Just like a perfect storm, the Tunisian beach attack was perfect terrorism.
The essence of terrorism is that it is war-conducted, not against an enemy but against innocent by-standers whose destruction robs everybody of a sense of safety, of security, of living in a world that can be relied on to be reasonably predictable.
The world has tried to make order out of chaos - chaos being the method and objective of terrorism - by a focus on historic locations.
If 9/11 attracted international attention and fear by the use of passenger planes as weapons, the logical response was to beef up security at airports. The end result has been to change, for ever, the experience of air travel.
The law-abiding air traveller has been relentlessly re-trained. Everything liquid into tiny bottles. Boots off. Belt off. Computer into the plastic tray. And the traveller, walking through X-ray and other scanners, developed the reflex: they're ready to stand, arms out, crucifix-style, to be frisked if they fail the electronic examination.
We are like the drunk looking for his dropped car keys under a lamp-post because the light is better there, even though the keys fell somewhere else. Once our attention, our money and our systems are concentrated on airports, terrorists move to another location.
The location in last Friday's case was a beach, because holidaymakers on a beach have their guard down. They are unprotected. They are so sun-sodden and slowed by the sound of the waves in the distance that a killer toting a machine gun and caring nothing about his victims' ages, gender or country of origin can march unchallenged towards his death-dealing task.
Transforming a picture of contentment into a bloody screaming horror can be achieved by one armed man. Those who can, run, calling out warnings, barricading themselves in hotel bathrooms. But at the same time they engage in collusion with the terrorist.
Fifteen years ago, it took time and mainstream media to alert other countries and other people to an attack. Now witnesses use their phones to capture pictures of the killer and beam them around the world, putting him centre-stage, quickly followed by the photos of towels pulled up over the faces of the death.
Social media transmits precisely what the terrorist wants transmitted, creating precisely the effect sought. Unmediated, unedited in its horror, the message is clear: nobody is safe. Dead or alive, people who hate what has happened become the tools of its wider promulgation.
In addition to the pictures come the verbal details telling of a decapitated employer whose head is displayed in a public place with messages written on the forehead in indelible marker.
In medieval times, the heads of those executed were placed on poles, as a lesson, where everybody could see them for months. That has now been updated with text and the capacity to share worldwide.

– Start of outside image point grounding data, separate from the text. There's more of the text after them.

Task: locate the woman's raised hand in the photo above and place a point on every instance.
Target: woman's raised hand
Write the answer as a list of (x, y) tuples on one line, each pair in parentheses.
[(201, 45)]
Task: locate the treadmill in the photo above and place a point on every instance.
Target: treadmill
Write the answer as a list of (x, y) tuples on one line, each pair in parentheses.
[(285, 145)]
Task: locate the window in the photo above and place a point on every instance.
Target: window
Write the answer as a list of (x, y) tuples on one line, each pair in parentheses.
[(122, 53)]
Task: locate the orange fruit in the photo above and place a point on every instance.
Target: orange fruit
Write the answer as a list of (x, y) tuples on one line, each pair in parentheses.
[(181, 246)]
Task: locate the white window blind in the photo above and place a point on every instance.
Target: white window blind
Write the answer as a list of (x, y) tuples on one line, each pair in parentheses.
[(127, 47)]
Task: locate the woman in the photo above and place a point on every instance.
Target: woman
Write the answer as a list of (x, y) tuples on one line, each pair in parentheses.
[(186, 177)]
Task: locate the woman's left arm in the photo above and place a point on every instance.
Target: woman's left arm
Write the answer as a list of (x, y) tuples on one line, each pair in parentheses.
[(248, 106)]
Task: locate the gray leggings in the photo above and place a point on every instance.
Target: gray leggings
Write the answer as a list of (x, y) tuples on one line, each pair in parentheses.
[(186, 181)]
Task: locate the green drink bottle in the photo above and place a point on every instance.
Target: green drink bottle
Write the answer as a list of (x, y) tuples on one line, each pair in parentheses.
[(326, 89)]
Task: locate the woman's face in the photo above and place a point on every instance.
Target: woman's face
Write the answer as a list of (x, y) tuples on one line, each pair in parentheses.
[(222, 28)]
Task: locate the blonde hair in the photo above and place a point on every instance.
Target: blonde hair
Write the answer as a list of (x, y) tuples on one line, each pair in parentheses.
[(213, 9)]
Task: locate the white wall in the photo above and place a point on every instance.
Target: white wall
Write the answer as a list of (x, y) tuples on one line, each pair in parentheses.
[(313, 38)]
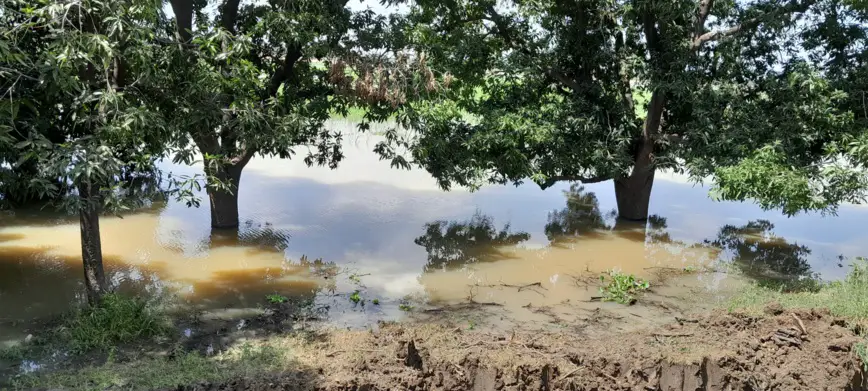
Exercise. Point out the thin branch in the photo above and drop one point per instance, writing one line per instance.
(792, 7)
(502, 29)
(244, 158)
(183, 10)
(701, 16)
(651, 36)
(283, 72)
(574, 178)
(229, 15)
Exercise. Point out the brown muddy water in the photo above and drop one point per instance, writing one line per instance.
(525, 256)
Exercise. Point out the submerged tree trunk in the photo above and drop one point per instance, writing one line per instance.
(91, 247)
(224, 200)
(633, 193)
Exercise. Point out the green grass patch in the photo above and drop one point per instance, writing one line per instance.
(621, 288)
(118, 319)
(847, 298)
(247, 360)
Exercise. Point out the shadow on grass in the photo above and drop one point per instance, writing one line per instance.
(247, 360)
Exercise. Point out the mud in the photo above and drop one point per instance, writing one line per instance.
(793, 351)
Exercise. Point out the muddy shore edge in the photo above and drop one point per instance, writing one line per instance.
(783, 350)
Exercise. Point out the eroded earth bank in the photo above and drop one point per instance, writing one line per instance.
(780, 350)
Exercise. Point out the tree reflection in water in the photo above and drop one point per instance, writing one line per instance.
(761, 255)
(752, 248)
(454, 244)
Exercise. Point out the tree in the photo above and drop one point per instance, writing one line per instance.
(457, 243)
(263, 77)
(582, 217)
(74, 113)
(764, 256)
(603, 90)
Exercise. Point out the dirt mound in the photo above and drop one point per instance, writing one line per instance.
(792, 351)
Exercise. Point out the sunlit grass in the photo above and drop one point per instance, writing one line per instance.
(118, 319)
(847, 298)
(248, 360)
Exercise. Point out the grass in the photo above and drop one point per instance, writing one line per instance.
(118, 319)
(847, 298)
(276, 298)
(621, 288)
(247, 360)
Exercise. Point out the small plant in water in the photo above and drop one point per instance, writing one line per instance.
(356, 297)
(621, 288)
(276, 298)
(862, 352)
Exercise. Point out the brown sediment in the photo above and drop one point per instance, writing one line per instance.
(720, 351)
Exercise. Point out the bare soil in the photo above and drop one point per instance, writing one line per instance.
(792, 351)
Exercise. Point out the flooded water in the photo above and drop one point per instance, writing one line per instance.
(397, 238)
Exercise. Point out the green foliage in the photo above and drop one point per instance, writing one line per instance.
(861, 350)
(161, 372)
(118, 319)
(847, 298)
(356, 297)
(276, 298)
(453, 244)
(765, 97)
(622, 288)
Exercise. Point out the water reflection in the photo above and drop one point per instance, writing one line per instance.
(455, 244)
(760, 254)
(409, 238)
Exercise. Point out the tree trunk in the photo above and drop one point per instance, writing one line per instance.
(224, 201)
(91, 248)
(633, 193)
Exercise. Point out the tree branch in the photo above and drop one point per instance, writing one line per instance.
(586, 180)
(701, 16)
(241, 161)
(229, 14)
(502, 30)
(793, 7)
(284, 71)
(183, 10)
(624, 77)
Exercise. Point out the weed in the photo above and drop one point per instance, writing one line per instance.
(13, 353)
(862, 352)
(847, 298)
(356, 297)
(117, 319)
(622, 288)
(276, 298)
(248, 360)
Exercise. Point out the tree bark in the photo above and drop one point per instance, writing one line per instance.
(91, 247)
(224, 201)
(633, 193)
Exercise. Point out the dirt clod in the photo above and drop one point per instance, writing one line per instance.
(721, 351)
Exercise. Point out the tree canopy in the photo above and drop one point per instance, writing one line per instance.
(263, 77)
(765, 97)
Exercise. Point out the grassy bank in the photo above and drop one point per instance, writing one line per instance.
(847, 298)
(242, 361)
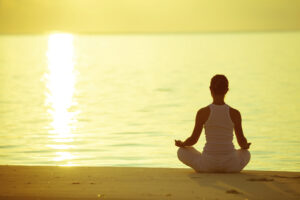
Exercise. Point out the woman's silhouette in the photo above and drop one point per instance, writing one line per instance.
(219, 120)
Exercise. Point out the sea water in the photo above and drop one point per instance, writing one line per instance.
(121, 100)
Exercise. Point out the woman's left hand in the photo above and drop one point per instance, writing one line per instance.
(179, 143)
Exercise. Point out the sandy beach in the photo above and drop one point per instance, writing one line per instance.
(45, 182)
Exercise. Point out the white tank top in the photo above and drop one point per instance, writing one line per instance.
(218, 131)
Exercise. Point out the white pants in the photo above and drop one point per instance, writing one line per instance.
(233, 162)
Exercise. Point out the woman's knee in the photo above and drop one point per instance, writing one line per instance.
(180, 153)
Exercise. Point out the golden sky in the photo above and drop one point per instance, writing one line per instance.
(142, 16)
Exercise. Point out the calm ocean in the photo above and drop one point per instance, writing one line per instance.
(121, 100)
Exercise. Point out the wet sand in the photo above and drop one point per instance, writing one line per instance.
(49, 183)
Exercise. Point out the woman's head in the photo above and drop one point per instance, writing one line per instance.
(219, 85)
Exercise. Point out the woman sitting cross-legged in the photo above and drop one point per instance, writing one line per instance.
(219, 120)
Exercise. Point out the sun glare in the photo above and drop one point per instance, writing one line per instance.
(60, 82)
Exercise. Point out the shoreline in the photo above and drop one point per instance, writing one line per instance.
(62, 182)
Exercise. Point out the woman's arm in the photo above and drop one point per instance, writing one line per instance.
(201, 118)
(237, 120)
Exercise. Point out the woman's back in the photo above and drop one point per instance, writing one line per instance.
(218, 131)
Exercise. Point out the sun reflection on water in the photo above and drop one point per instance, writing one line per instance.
(60, 82)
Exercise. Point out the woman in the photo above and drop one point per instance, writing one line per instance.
(218, 120)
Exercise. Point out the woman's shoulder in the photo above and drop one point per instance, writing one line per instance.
(203, 114)
(234, 113)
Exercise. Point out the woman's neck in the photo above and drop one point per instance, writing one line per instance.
(218, 100)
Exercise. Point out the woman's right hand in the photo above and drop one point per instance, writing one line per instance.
(246, 146)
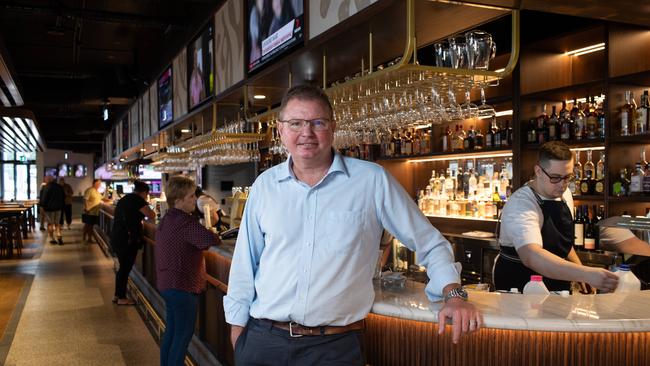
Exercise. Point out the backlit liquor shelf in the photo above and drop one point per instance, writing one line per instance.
(423, 125)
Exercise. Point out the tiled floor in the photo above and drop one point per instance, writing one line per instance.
(68, 317)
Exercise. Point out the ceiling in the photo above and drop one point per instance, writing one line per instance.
(69, 58)
(63, 60)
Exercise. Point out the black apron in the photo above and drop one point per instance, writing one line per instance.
(558, 236)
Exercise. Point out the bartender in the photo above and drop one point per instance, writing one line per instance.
(537, 231)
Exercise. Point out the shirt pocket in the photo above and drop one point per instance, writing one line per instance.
(343, 231)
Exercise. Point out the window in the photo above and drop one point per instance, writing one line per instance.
(9, 183)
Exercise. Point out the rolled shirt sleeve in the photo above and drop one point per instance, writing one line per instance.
(241, 281)
(400, 216)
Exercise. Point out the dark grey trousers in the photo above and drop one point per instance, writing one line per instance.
(261, 344)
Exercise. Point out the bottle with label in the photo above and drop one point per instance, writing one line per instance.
(621, 185)
(642, 114)
(627, 281)
(590, 228)
(553, 126)
(627, 114)
(636, 180)
(535, 286)
(565, 123)
(601, 119)
(579, 228)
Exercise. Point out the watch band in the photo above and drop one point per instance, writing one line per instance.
(457, 292)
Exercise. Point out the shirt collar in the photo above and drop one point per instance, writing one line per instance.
(338, 165)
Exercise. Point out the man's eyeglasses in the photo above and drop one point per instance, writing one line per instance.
(318, 124)
(557, 179)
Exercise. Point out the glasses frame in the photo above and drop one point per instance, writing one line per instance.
(304, 122)
(556, 180)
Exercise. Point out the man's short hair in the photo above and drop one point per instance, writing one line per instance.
(140, 187)
(553, 150)
(178, 187)
(306, 92)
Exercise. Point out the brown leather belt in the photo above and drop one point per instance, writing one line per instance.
(299, 330)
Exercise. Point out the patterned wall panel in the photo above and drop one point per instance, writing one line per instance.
(153, 108)
(146, 115)
(324, 14)
(229, 45)
(179, 77)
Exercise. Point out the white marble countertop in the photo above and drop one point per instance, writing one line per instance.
(577, 313)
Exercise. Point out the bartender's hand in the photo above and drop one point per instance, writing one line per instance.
(464, 316)
(235, 332)
(602, 279)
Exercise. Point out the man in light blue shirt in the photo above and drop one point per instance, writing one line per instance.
(307, 248)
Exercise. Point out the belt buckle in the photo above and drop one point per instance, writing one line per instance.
(291, 324)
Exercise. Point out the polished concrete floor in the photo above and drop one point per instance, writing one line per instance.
(56, 308)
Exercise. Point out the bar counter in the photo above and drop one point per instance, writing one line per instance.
(402, 328)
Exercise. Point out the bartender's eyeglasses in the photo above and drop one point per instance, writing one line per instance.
(557, 179)
(318, 124)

Terrorism seeks to use the fear engendered by spectacular attacks to shape policy. Within hours, we in Ireland know when one of our own - or more than one - has been mown down. We are speedily inundated with information about which we can do nothing, which, in itself, is part of the perfection of the crime.
We are developing a learned helplessness, a shrugging impotence born of the knowledge that if someone decides to pump bullets into holidaymakers at a beach, none of the normal responses or methods of prevention apply. The pictures repeat themselves from dozens of sources like a fairground hall of horror mirrors, and we blink at the blood on the sand.
Thereafter, we do what humans do when faced with repeated meaningless cruelty - we disengage.
We develop an extra self-protective skin. We talk and talk and talk - and then we forget.
It's all we can do - and that's why the Tunisian attack was perfect terrorism.